Pax kept his distance, trying to hang back until the rest of them had been paid, but Clete went out of his way to get next to Pax, hugging him, slapping his back, punching his shoulder. “Looking a little rough this morning, Paxton,” he’d say. “Can’t wait to get that shot of ol’ Grandad, huh?”

Each time Pax resolved not to flinch, to give nothing away. Weeks after the beating both men’s bruises had faded, but Pax was still aching: the ribs along his right side still grated like a tire rubbing at a sharp fender; the headaches still woke him at night. So he smiled tightly and said nothing, waiting for Clete to become distracted by another conversation, or for Rhonda to tell them to line up.

The chubs were anxious to receive their checks and the little frozen vials they called the bonus, but their need seemed less immediate than Paxton’s. To hear the younger chubs talk, it wasn’t about getting high themselves, it was about impressing women and partying. “But you skips, man,” Clete said, circling an arm around Paxton’s neck. “You freak for it like the ladies, don’t you?”

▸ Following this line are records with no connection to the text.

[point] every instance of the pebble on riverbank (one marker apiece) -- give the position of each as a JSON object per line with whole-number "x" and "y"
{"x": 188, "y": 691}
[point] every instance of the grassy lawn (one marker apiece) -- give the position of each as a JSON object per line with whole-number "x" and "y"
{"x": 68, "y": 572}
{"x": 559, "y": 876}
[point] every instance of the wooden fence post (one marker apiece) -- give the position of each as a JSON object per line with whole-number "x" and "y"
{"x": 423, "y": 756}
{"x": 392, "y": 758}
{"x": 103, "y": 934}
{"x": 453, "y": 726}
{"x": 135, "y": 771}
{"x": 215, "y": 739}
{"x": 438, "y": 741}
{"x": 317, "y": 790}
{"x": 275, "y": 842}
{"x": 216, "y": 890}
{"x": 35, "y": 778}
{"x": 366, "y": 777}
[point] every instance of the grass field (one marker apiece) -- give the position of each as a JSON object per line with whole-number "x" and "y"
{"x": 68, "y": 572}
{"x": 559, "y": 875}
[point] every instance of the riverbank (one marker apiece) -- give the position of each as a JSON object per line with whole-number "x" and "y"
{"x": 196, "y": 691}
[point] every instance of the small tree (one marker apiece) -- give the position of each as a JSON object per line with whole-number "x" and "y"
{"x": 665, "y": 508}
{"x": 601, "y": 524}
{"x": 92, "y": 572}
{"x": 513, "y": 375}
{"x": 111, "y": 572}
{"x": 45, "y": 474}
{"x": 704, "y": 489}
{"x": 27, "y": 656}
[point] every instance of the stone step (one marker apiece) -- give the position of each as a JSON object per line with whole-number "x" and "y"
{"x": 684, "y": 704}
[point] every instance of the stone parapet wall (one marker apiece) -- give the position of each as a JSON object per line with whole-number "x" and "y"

Pax smiled his fuck-you smile.

The twins had become disappointed in him. He hadn’t been able to get past the computer’s log-in screen, and hadn’t even tried to find someone who could. “Never mind,” Rainy said, and the laptop vanished from his house.

They didn’t like how long he slept in the afternoons; they didn’t like how little he ate. They disapproved of his long, stringy hair, the way he’d go days without shaving.